Still, Obama’s first presidential campaign was forced to “condemn” the Weathermen—and, by extension, Ayers and Dohrn—after Ben Smith, then at Politico and now the editor-in-chief of BuzzFeed, reported that Obama had launched his 1995 campaign for the Illinois State Senate at the couple’s home in Hyde Park, with the grace of their mutual friend and outgoing state senator Alice Palmer, who named Obama as her successor at the gathering.
“Obama’s relationship with Ayers is an especially vivid milepost on his rise, in record time, from a local official who unabashedly reflected a very liberal district to the leader of national movement based largely on the claim that he can transcend ideological divides,” Smith wrote.
The implication that Obama was influenced by the architects of the Weather Underground remains absurd. The group was formed in 1969 in response to the American invasion of other countries, particularly Vietnam, based on the Leninist conviction that the struggle between the world’s major imperial powers and the people who labored under their domination would inevitably catalyze a global Communist revolution. Needless to say, a sober evaluation of Obama’s political career indicates little, if any, of Ayers’s or Dohrn’s alleged influence.
Indeed, in 2013, Ayers argued that every U.S. president should be prosecuted for war crimes—in Obama's case for his wanton use of drone strikes in the Middle East. Early into Obama’s first term, Dohrn said that the “the real terrorist is the American government.”

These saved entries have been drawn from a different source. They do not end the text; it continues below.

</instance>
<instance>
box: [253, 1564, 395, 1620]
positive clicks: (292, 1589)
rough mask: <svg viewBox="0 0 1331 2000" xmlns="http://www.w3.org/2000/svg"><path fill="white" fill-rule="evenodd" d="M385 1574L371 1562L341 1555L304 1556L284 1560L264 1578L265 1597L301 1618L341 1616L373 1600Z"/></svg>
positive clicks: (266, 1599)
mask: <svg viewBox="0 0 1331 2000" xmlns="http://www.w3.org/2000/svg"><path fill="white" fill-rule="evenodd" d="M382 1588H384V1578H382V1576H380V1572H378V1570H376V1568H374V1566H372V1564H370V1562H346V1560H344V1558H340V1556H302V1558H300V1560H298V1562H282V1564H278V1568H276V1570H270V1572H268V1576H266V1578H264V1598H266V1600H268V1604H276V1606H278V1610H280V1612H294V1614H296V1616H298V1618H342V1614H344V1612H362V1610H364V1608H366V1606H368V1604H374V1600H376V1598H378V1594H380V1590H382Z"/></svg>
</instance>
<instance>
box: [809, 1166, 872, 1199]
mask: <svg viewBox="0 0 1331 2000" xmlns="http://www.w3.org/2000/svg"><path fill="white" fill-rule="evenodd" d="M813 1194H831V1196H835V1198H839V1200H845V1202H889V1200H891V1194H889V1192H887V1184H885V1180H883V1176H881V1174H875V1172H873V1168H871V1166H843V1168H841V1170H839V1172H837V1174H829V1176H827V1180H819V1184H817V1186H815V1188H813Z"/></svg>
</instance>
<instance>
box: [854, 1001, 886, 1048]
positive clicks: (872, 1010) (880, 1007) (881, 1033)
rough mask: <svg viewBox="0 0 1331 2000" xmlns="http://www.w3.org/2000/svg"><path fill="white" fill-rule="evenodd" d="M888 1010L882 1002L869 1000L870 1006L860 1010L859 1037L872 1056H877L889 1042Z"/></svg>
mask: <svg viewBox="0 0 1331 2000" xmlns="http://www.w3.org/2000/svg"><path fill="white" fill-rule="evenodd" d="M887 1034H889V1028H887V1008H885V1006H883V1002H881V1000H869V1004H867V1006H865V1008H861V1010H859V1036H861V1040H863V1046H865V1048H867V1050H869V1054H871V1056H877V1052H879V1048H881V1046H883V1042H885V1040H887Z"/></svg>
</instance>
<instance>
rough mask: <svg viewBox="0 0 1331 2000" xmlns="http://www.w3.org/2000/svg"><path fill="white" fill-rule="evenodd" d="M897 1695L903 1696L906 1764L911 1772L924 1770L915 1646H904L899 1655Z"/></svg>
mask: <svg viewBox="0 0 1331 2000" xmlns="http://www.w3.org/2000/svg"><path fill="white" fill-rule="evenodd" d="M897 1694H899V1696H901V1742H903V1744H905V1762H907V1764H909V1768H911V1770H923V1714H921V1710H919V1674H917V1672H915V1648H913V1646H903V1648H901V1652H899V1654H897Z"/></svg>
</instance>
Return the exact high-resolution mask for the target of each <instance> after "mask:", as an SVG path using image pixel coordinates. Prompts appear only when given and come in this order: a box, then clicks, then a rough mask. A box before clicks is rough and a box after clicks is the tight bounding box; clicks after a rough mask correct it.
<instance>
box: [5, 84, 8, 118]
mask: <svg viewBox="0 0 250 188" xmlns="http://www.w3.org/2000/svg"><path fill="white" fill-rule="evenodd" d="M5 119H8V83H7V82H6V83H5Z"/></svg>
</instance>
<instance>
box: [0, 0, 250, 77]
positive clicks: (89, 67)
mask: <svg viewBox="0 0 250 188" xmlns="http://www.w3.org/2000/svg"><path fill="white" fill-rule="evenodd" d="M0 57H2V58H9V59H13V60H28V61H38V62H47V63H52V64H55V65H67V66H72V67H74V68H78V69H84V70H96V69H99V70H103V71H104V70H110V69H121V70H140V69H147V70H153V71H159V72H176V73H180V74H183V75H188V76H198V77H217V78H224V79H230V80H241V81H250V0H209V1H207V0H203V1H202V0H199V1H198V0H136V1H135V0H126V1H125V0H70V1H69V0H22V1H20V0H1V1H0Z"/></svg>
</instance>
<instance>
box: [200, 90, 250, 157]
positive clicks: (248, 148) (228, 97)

Due perhaps to the prominent profile of the bride and groom, the Wagner-Kass ceremony was unusually secretive; with the exception of the president and his family, and now Ayers and Dohrn, the identities of the other attendees remain unknown. There are no publicly available photos of the event, nor were we able to locate a single post on social media—including Twitter, Facebook, and Instagram—that was published by an attendee. Because of this we can’t say with certainty whether Obama danced, conversed, or even interacted with either Ayers or Dohrn at the wedding, which could have had a maximum of 260 guests, to judge by the Stone Barns’ capacity.
While the Obama White House obviously no longer cares about serving up softballs to the Drudge set—indeed, the decision to party with Ayers borders on active trolling—his Secret Service may have taken a different view. According to the Washington Post, the agency typically bars “people with...arrests or convictions for assault and related offenses or any history of mental illness...from having any access to the president.” Even though Dohrn can hardly be regarded as presenting a threat to anyone these days, her conviction for aggravated battery—reportedly related to an attack on a police officer at a Chicago protest in 1969—is the sort of history that the president’s protectors would normally take an interest in. The Secret Service declined to answer questions about the wedding.
Of course, the people taking the biggest risk in showing up at the wedding were Dohrn and Ayers, who have now been revealed as willing to briefly set aside their anti-war principles so they could hang out with someone they regard as a war criminal.